Musiałam znaleźć sposób żeby coś zarobić bo długo tak nie pociągnę wtedy jak na zawołanie nad moją głową pojawiła się zapalona żaróweczka.
Postanowiłam wrócić na rynek i grać na gitarze, a nóż ktoś wrzuci jakiegoś drobniaczka i Jay będzie miała na chleb.
Nie czekałam długo, zarzuciłam na siebie bluzę złapałam gitarę i ruszyłam na miasto. Wspomniane wcześniej ciemne chmury zrobiły się jeszcze ciemniejsze a w oddali było słychać pomrukiwanie burzy a do tego mój żołądek coraz bardziej się przypominał.

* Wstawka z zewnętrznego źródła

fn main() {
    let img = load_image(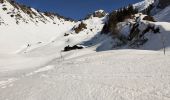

Tym razem trafiłam bez problemu.
Przysiadłam na jakimś murku i rozłożyłam swoje manele.
Postawiłam na piosenkę o całkiem wesołej melodii, którą grać nauczyła mnie mama. Kiedy jeszcze żyła grała ją razem ze mną... Nie musiałam grać długo a już
po chwili usłyszałam brzdęk monet, uśmiechnęłam się do starszej kobiety, która postanowiła wspomóc przygotowanie mojego śniadania.Zorientowałam się, ze była to ta sama pani, dzięki której znalazłam swój dom. Nie pograłam długo a poczułam krople deszczu na twarzy, spojrzałam w górę, coraz więcej kropel spadało na ziemię. Zebrałam swoje graty i szybkim krokiem ruszyłam do domu. Zaczęło lać.
Ten dzień zdecydowanie nie był moim dniem. W całym zgiełku ludzi uciekających przed deszczem jakiś facet potrącił mnie, a ja runęłam do kałuży.
Żeby nie zwracać na siebie uwagi mruknęłam jedynie coś do siebie. Po chwili jednak ujrzałam dłoń wyciągniętą w moją stronę. Skorzystałam z pomocy przechodnia.
-Dzięki - mruknęłam zbierając swoje rzeczy.